Lethal Weapon: Police Trace A Single Gun To Five Serious Crimes

How can one gun do so much terrible damage? The answer, according to Bill Blair, is all too easily. The Chief emerged on Tuesday to reveal the incredible misery a single .9 millimetre pistol has caused so many in the GTA.

The gun in question was on display last Thursday at Police Headquarters, as they tried to reinvigorate the cold case of the shooting of a TTC driver in October 2005. Detectives have finally charged a man, 21-year-old Malcolm Chalmers, in that senseless crime, but cops are equally alarmed by the circuitous and violent route the weapon took to reach their grasp.

Police found it when they raided a home in the Lawrence and Orton Park area in September 2006. Then they then began tracing its ruinous rampage.

“As a result of the analysis of ballistics testing of the firearm  … and as a result of investigation of evidence that was obtained at a number of other crimes, this one particular firearm has been linked to the murder of Kempton Howard … on December 13th, 2003,” Blair reveals. “It was subsequently used in another attempted murder, a shooting that occurred in Scarborough. Another attempt murder, a shooting that occurred in Durham Region.

“It was used on October the 15th, 2005 in the shooting of Jaime Pereira, our transit driver . And it was used a fifth and final time to our knowledge in an attempt murder in Scarborough.”
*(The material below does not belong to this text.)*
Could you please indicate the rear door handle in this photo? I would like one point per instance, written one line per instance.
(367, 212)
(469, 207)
The victim in the last crime is refusing to cooperate with police, but two men were convicted and sentenced to life in prison last week in the murder of Howard, a much missed local community leader. Three other crimes the gun has been linked to remain unsolved.

“This single firearm, which is believed to have been stolen in Canada, has been used to our knowledge for five very serious offences,” Blair intones. “Four attempt murders and one murder in the city of Toronto. And I think it is evidence  … of the destructive power of these weapons and it reinforces my belief that we must do everything in our power to limit access to handguns throughout our city and throughout our society.”

Authorities still aren’t quite sure where the gun was taken from, but confirm it was a legally owned weapon that that was stolen during a robbery. Now they’re trying to track how it got from one bad guy to the next.

“It’s our belief that there’s a number of criminals who has had possession of this gun and that it has made its way through a number of different hands and been involved in a number of different serious criminal offences. The actual relationship of the persons involved in these crimes is part of our ongoing investigation into the three unsolved attempt murders in which this firearm was used and, of course, it forms part of this investigation on how the gun came to be into the possession of the now accused, Mr. Chalmers.”

Equally disturbing: when police seized the lethal weapon in September 2006, they also found more firepower, including another handgun and a shotgun.

Mayor David Miller has been equally vocal in his demand for an all-out handgun ban, but it’s a federal matter and he can only offer his opinion – not change the law.